Using “that” and “which”

That and which have distinct uses.

That introduces a restrictive clause, that is, the information in that clause is essential to the meaning of the sentence. Which introduces a nonrestrictive clause—the information in that clause is not essential to the meaning of the sentence—and therefore should be preceded by a comma. For example, in He supports programs that encourage young people, the “that” clause specifies what kinds of programs he supports. But in She supports Habitat for Humanity, which constructs houses for low-income buyers, the “which” clause adds incidental information—the information is nonessential to the main thrust of the sentence.

IF THE PREVIOUS PARAGRAPH MADE YOUR HEAD SPIN, JUST GO BY THIS: “If you see a which without a comma before it, nine times out of ten it needs to be a that. The one other time, it needs a comma. Your choice, then, is between comma-which and that.

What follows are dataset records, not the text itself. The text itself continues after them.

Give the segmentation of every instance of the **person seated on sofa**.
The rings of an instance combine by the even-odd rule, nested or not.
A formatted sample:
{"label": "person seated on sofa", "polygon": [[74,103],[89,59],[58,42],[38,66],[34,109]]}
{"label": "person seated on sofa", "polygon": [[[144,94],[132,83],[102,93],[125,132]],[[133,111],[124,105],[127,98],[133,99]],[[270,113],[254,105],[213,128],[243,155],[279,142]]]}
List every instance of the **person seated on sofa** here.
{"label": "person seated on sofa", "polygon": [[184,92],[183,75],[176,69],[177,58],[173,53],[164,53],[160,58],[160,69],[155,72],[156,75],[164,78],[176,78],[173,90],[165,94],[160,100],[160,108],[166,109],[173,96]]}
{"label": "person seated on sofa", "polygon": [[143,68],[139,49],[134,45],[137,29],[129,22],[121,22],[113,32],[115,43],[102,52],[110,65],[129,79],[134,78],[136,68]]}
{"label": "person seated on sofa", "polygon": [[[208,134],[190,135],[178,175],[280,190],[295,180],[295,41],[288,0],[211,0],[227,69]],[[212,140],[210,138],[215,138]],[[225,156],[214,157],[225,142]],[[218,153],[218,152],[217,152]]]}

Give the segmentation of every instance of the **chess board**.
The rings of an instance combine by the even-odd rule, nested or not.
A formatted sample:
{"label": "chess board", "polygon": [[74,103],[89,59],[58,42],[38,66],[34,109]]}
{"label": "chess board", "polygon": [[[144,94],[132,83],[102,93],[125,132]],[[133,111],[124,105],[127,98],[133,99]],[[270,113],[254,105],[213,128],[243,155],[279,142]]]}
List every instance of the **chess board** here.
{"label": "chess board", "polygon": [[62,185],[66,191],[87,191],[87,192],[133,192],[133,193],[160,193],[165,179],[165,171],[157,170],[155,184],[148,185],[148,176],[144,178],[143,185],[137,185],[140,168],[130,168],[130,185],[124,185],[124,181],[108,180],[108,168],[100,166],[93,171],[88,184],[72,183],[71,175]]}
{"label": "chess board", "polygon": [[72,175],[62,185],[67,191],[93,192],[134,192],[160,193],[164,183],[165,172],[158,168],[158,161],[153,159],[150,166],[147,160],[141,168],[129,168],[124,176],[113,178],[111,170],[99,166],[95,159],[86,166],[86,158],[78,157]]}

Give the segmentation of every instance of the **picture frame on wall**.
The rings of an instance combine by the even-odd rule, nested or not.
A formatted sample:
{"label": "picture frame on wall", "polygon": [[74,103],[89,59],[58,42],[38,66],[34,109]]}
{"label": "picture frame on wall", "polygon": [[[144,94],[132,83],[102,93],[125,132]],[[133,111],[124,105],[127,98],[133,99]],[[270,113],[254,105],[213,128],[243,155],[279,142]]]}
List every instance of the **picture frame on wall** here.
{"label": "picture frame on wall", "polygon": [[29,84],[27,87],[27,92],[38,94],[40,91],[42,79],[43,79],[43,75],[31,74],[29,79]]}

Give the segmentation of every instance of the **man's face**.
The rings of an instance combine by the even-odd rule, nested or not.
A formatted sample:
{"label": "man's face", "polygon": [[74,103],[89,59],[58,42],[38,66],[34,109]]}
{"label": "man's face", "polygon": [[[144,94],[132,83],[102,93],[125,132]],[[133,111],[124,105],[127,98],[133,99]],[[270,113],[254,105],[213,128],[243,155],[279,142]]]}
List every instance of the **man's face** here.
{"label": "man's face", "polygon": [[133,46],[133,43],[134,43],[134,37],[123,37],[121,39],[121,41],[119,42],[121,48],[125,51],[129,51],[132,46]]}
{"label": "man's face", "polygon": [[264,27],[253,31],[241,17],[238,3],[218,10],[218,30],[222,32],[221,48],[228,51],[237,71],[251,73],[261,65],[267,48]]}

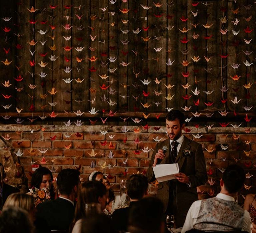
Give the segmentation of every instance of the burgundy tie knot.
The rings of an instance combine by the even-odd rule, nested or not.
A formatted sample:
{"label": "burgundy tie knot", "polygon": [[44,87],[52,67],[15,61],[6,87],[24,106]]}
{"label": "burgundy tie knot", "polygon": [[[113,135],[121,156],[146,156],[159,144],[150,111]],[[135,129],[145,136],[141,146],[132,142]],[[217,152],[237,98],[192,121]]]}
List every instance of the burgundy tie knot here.
{"label": "burgundy tie knot", "polygon": [[171,143],[172,145],[172,150],[171,151],[172,156],[173,157],[174,161],[176,159],[176,158],[178,155],[178,150],[177,147],[179,143],[177,141],[173,141]]}

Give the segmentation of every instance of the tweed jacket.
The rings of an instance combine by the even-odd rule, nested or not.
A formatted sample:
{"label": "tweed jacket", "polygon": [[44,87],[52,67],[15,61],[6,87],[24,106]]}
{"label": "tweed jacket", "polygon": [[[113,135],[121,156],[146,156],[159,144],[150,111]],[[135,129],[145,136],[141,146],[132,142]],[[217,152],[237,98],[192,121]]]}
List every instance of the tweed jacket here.
{"label": "tweed jacket", "polygon": [[[168,150],[166,156],[160,164],[177,163],[180,172],[189,176],[191,180],[190,187],[186,184],[179,182],[176,179],[160,183],[158,186],[157,196],[164,204],[166,211],[169,200],[169,187],[171,184],[172,191],[176,198],[178,212],[185,216],[192,203],[198,200],[196,187],[205,184],[207,179],[205,162],[201,144],[184,136],[184,140],[178,153],[176,159],[172,159],[170,139],[168,138],[157,144],[152,154],[147,176],[150,182],[155,179],[153,170],[155,156],[159,149],[162,149],[166,145]],[[186,151],[189,152],[186,153]]]}

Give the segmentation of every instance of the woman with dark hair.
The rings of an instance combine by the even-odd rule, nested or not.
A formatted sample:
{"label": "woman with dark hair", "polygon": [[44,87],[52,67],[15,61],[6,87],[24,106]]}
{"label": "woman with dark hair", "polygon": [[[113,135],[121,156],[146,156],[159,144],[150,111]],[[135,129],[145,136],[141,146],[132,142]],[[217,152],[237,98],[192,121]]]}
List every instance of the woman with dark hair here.
{"label": "woman with dark hair", "polygon": [[80,233],[82,219],[89,217],[86,216],[87,204],[99,203],[101,208],[99,210],[99,214],[103,211],[106,207],[106,187],[99,181],[86,181],[81,184],[78,189],[74,220],[70,227],[72,233]]}
{"label": "woman with dark hair", "polygon": [[120,197],[119,194],[115,195],[114,190],[111,188],[109,181],[102,172],[95,171],[91,173],[89,180],[97,180],[102,183],[107,189],[107,205],[104,212],[107,215],[112,215],[114,210],[120,206],[124,207],[128,204],[125,193],[123,193]]}
{"label": "woman with dark hair", "polygon": [[53,178],[51,172],[47,167],[40,167],[37,169],[32,175],[31,179],[31,187],[34,187],[42,189],[49,186],[51,199],[55,197],[54,189],[52,185]]}

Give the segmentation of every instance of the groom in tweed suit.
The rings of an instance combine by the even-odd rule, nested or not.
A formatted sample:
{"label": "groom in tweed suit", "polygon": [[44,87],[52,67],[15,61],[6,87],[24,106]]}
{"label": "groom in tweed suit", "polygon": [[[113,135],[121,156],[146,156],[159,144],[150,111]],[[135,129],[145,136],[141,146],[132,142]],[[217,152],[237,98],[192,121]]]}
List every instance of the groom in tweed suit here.
{"label": "groom in tweed suit", "polygon": [[[185,125],[184,114],[171,111],[166,117],[169,138],[157,144],[153,152],[146,176],[150,182],[155,177],[153,170],[157,164],[178,163],[180,173],[176,179],[160,183],[157,196],[164,204],[166,214],[174,214],[176,227],[183,226],[191,204],[198,200],[196,187],[204,184],[207,177],[201,144],[182,134]],[[162,149],[166,145],[165,153]]]}

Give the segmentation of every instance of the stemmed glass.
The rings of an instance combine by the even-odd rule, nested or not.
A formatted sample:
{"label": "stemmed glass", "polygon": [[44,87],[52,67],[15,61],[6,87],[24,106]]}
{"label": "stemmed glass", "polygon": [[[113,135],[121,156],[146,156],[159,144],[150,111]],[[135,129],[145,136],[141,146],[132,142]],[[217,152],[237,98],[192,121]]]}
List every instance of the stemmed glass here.
{"label": "stemmed glass", "polygon": [[174,216],[173,214],[169,214],[166,215],[166,226],[168,230],[170,232],[173,232],[172,228],[174,225]]}
{"label": "stemmed glass", "polygon": [[126,179],[121,179],[120,180],[120,196],[119,199],[119,208],[122,208],[122,195],[123,193],[125,193],[126,191]]}

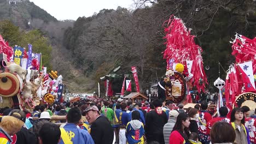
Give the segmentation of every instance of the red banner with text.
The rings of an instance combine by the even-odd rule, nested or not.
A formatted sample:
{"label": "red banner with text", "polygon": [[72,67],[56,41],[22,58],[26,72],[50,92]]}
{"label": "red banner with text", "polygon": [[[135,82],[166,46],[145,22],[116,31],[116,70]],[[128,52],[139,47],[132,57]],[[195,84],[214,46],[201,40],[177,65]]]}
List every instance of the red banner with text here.
{"label": "red banner with text", "polygon": [[136,67],[131,67],[132,74],[133,74],[134,80],[135,81],[135,84],[136,85],[136,91],[137,92],[139,92],[139,85],[138,83],[138,75],[137,73]]}

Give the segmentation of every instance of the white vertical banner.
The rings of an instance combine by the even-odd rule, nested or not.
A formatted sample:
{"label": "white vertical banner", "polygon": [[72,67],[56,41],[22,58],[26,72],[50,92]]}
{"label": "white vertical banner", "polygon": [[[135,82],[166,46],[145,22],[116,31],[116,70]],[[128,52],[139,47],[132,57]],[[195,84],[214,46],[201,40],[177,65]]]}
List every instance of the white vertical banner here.
{"label": "white vertical banner", "polygon": [[44,71],[44,73],[45,74],[47,74],[47,67],[43,67],[44,68],[42,69],[43,71]]}
{"label": "white vertical banner", "polygon": [[106,80],[106,97],[108,97],[108,85],[109,85],[109,80]]}
{"label": "white vertical banner", "polygon": [[100,98],[100,93],[101,93],[101,91],[100,90],[100,83],[98,82],[98,96],[99,98]]}
{"label": "white vertical banner", "polygon": [[193,64],[193,61],[186,61],[187,68],[188,68],[188,72],[189,75],[191,75],[191,69],[192,69],[192,65]]}
{"label": "white vertical banner", "polygon": [[254,78],[251,61],[237,64],[242,74],[242,77],[245,83],[246,92],[255,91]]}
{"label": "white vertical banner", "polygon": [[21,68],[24,69],[27,69],[27,61],[26,58],[21,58]]}
{"label": "white vertical banner", "polygon": [[131,92],[131,80],[126,80],[126,91]]}

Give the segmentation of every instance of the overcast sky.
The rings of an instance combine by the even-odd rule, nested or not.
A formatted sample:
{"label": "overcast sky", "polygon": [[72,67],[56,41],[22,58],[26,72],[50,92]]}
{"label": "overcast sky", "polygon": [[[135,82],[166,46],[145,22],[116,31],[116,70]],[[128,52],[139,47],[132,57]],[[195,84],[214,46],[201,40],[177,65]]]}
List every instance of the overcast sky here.
{"label": "overcast sky", "polygon": [[30,0],[59,20],[89,17],[103,9],[131,9],[133,0]]}

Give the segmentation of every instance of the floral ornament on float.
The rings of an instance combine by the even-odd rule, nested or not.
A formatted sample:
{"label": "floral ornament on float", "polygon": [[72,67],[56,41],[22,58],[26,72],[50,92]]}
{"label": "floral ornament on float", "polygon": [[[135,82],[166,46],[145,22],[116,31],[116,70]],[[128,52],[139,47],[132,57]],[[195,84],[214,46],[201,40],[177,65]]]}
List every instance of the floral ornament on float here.
{"label": "floral ornament on float", "polygon": [[[181,19],[173,15],[164,25],[166,24],[164,38],[166,39],[166,49],[162,53],[166,59],[167,71],[183,71],[187,81],[193,83],[192,86],[196,87],[198,91],[204,92],[205,84],[208,83],[201,55],[202,49],[195,43],[195,36],[190,35],[191,29],[187,28]],[[176,70],[174,67],[177,64]]]}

Use that whenever you can.” A LITTLE MORE GUIDANCE: “First, if you cannot omit the clause without changing the basic meaning, the clause is restrictive; use that without a comma. Second, if you can omit the clause without changing the basic meaning, the clause is nonrestrictive; use a comma plus which. Third, if you ever find yourself using a which that doesn't follow a comma, it probably needs to be a that.”